Господи, да есть ли у нее хоть капля здравого смысла? Только покойник мог бы остаться равнодушным к такой нежной коже, пусть даже грязной и покрытой красными расчесами.
Лайон осторожно вдохнул, ощутив запах лосьона и женского пота. Он не сводил глаз с незнакомки.
Жасмин привыкла, что на нее глазеют: она ведь как-никак актриса и несколько раз появлялась на экране телевизора. Хотя и не так часто, как хотелось бы.

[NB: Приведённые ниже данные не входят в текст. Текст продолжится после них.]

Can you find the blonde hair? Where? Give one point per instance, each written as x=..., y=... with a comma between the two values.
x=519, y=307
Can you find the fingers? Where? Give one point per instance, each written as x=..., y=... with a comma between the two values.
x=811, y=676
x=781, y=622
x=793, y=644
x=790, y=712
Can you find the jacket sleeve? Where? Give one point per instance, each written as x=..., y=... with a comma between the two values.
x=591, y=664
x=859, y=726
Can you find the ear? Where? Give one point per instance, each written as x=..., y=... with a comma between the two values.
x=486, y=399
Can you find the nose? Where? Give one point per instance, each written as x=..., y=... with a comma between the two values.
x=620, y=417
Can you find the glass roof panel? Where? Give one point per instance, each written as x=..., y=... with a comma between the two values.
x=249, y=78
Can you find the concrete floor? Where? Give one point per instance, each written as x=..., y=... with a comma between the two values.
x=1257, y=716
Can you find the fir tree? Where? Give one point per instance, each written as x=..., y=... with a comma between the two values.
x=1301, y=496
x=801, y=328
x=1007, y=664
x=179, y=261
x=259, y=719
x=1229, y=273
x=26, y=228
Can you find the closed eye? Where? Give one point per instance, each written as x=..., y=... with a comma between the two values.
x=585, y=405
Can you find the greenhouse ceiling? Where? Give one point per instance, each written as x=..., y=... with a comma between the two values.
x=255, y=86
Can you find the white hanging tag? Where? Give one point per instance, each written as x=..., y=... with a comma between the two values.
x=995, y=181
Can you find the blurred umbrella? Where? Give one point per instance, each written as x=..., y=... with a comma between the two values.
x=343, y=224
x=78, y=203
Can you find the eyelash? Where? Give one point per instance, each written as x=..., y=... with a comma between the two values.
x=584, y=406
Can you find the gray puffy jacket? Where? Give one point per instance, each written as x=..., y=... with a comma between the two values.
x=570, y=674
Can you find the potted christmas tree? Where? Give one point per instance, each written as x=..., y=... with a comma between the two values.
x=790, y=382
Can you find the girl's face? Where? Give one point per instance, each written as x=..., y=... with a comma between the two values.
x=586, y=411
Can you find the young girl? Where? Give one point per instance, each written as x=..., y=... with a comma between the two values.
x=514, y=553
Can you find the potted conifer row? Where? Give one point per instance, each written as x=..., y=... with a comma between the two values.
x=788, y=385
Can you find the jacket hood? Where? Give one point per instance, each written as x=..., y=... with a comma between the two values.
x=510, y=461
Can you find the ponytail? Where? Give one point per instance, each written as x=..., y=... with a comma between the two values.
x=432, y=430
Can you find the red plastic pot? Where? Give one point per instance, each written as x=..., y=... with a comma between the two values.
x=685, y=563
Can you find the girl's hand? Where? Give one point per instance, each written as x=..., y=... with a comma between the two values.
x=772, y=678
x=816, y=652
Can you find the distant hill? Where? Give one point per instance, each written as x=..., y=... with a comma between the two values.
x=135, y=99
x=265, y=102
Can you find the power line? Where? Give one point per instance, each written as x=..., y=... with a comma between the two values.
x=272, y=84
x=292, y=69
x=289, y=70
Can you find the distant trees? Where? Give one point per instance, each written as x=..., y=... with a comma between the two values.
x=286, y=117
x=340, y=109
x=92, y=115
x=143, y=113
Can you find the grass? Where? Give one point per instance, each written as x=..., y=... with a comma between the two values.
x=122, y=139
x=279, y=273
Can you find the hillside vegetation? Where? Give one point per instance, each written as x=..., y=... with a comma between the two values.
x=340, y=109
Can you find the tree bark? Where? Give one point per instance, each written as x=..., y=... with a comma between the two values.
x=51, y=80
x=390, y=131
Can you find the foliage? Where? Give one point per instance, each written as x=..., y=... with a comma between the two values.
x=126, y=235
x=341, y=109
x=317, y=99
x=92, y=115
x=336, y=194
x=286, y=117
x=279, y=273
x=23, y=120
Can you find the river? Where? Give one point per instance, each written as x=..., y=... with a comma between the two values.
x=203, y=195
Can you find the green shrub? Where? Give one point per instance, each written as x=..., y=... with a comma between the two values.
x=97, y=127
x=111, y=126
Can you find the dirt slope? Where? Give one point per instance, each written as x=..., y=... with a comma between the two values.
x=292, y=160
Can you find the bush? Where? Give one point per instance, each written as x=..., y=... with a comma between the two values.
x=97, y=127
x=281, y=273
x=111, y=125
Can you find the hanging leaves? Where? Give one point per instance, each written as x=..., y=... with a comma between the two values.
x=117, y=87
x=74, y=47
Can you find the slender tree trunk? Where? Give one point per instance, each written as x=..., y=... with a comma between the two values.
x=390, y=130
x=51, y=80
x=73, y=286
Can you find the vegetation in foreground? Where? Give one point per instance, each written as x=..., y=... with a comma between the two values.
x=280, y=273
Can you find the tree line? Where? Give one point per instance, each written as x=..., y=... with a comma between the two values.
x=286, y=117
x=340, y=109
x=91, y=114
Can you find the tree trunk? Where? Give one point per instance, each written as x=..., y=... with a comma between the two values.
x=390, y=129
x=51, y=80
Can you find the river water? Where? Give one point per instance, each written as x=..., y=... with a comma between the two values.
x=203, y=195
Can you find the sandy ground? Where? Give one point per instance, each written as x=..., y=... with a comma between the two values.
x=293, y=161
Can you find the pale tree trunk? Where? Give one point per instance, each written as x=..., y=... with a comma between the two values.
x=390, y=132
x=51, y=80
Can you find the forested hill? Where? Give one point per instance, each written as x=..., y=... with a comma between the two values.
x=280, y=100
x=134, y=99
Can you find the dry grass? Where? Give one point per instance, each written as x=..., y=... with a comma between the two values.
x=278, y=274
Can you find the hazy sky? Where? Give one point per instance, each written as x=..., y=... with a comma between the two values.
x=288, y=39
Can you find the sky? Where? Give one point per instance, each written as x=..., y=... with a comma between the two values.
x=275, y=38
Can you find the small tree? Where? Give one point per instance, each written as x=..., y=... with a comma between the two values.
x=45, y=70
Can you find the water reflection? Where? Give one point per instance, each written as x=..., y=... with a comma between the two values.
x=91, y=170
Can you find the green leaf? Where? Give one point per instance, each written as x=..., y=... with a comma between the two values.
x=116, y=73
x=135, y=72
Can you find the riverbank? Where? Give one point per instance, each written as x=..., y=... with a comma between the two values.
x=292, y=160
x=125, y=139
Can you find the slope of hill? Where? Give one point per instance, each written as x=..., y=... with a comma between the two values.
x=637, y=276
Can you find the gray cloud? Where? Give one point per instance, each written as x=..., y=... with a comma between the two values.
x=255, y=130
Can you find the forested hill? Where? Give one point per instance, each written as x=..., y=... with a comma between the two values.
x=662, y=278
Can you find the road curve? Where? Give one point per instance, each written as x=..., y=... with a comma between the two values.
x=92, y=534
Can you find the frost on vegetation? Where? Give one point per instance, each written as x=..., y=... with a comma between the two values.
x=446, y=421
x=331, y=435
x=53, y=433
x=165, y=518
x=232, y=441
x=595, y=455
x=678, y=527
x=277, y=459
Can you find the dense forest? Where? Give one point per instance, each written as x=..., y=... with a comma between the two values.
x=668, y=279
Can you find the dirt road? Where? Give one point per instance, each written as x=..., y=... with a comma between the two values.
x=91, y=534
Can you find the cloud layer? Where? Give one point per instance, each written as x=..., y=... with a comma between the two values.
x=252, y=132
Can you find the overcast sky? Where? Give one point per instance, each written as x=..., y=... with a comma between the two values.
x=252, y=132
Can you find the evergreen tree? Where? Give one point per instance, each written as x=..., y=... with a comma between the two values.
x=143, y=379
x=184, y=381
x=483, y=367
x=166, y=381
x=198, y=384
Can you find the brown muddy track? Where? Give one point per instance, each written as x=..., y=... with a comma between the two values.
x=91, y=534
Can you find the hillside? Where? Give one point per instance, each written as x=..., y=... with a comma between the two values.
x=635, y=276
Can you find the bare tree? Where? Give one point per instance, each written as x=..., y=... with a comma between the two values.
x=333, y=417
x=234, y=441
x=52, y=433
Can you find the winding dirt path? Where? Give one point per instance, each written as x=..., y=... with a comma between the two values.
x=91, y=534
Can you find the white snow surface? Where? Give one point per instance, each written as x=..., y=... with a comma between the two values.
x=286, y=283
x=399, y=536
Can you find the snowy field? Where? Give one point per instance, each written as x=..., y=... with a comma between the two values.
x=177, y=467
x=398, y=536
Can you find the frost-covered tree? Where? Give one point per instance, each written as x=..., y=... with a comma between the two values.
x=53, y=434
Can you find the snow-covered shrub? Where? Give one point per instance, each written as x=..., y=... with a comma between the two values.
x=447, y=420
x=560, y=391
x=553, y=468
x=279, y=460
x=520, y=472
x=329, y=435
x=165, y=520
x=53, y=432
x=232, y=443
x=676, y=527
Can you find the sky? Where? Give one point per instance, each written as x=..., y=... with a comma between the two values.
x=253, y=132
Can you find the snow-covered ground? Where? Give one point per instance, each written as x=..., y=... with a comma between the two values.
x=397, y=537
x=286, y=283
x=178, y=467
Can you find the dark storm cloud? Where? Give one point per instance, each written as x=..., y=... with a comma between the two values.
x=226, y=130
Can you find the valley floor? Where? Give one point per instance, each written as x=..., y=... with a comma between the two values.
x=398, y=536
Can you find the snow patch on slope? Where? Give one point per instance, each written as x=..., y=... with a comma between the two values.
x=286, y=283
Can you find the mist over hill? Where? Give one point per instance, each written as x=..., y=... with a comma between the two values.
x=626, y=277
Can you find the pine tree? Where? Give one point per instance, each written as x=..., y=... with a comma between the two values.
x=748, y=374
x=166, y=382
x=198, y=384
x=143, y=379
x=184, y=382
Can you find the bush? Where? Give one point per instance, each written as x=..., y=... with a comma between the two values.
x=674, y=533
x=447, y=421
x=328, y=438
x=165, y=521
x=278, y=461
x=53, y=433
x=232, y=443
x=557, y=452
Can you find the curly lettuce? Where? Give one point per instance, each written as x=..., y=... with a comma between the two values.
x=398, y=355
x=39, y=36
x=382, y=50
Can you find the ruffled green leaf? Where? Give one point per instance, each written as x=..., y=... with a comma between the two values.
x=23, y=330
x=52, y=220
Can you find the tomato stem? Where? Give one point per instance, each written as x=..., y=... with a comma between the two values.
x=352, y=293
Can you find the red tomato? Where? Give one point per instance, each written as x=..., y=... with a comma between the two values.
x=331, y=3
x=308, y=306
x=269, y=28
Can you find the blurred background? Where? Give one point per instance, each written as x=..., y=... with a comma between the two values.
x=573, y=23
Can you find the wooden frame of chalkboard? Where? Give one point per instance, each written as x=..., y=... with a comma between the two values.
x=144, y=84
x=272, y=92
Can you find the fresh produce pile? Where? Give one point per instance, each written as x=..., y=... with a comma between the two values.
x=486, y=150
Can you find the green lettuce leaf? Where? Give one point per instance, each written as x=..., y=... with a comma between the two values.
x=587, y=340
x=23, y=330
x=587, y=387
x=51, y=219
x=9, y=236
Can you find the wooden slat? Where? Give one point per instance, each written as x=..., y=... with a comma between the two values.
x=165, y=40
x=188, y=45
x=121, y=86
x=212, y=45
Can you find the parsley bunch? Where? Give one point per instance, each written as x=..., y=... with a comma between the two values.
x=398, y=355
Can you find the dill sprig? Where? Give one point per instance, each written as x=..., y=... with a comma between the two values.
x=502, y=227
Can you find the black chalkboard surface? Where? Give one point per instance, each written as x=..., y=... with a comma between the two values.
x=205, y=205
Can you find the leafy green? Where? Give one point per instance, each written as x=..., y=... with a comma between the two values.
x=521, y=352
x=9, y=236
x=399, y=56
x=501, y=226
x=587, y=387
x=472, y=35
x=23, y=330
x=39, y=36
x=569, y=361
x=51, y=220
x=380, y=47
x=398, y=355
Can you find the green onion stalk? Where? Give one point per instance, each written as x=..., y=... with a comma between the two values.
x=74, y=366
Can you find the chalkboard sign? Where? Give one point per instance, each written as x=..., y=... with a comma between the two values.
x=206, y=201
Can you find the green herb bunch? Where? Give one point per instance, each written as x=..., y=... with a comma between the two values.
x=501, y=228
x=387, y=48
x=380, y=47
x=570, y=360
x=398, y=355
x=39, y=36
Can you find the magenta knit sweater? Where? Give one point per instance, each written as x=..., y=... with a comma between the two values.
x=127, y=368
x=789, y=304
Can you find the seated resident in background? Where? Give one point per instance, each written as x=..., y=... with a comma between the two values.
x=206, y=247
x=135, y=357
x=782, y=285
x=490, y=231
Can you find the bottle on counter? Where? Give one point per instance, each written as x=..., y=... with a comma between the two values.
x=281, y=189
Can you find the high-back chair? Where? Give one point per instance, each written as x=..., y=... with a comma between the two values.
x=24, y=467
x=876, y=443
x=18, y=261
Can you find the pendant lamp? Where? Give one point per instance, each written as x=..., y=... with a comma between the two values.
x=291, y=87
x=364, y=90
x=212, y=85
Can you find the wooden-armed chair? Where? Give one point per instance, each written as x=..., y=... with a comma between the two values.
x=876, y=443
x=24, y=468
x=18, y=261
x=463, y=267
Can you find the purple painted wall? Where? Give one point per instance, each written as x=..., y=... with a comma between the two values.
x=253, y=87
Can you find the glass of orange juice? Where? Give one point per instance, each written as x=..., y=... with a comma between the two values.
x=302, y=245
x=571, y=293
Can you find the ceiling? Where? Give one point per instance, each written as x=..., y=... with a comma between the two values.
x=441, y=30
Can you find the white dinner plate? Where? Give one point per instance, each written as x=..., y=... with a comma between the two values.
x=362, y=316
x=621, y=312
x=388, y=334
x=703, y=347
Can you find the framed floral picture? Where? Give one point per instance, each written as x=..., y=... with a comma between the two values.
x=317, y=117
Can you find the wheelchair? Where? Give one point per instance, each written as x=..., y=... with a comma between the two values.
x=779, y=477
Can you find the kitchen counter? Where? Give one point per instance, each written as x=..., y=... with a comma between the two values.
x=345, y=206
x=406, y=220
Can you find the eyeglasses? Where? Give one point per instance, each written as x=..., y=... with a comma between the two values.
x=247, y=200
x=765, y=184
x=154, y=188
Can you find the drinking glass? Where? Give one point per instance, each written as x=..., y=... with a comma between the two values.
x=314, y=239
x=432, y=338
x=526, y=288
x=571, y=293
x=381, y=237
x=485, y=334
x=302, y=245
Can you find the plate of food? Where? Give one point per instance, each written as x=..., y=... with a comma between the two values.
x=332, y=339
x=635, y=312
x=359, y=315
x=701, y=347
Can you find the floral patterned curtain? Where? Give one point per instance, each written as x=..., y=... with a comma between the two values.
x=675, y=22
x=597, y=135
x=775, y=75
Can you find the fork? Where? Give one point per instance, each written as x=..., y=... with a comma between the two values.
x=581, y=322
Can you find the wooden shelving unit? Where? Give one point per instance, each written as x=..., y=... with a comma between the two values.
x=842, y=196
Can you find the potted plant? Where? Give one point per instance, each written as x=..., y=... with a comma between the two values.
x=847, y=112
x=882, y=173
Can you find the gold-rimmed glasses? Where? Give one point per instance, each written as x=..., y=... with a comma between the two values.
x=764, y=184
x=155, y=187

Однако вряд ли незнакомец ее узнал. Чего он, интересно, от нее ждет? Она ведь не врач и не медсестра. И даже никогда не была в скаутах. Они с матерью слишком часто переезжали, и Жасмин приходилось почти каждый год менять школу. Сойтись с местными детскими компаниями она просто не успевала.
— Помогите, — проговорил он сквозь стиснутые зубы.
Разум велел Жасмин убираться отсюда, да поскорее. Но интуиция подсказывала, что мужчина совершенно безопасен и нуждается в помощи.
Жасмин привыкла доверять своей интуиции. Всякий раз, когда она шла против своих инстинктов (как в случае с Эриком), ей потом приходилось об этом жалеть.
— Так… что я могу для вас сделать? Съездить за помощью?
— Нет! — воскликнул он, поморщившись словно от боли.
Право, можно подумать, он чего-то боится! Хотя… почему бы и нет? Она ведь ничего о нем не знает. Может быть, он беглый бандит! И ранен в перестрелке, хотя крови и не видно.
— Вы преступник? — поинтересовалась Жасмин, решив вести разговор начистоту. Не похоже, что он вооружен, а если придется бежать, она без труда его перегонит.
— Еще чего! — выдохнул он. — Полицейский… в отставке…
— Для отставки вы слишком молоды. И откуда мне знать, что это действительно так?
— Я уволен по инвалидности! — огрызнулся Лайон.
Черт, что за приставучая баба! Раз уж он вынужден молить о помощи женщину, почему судьбе не угодно было послать к нему женщину-врача?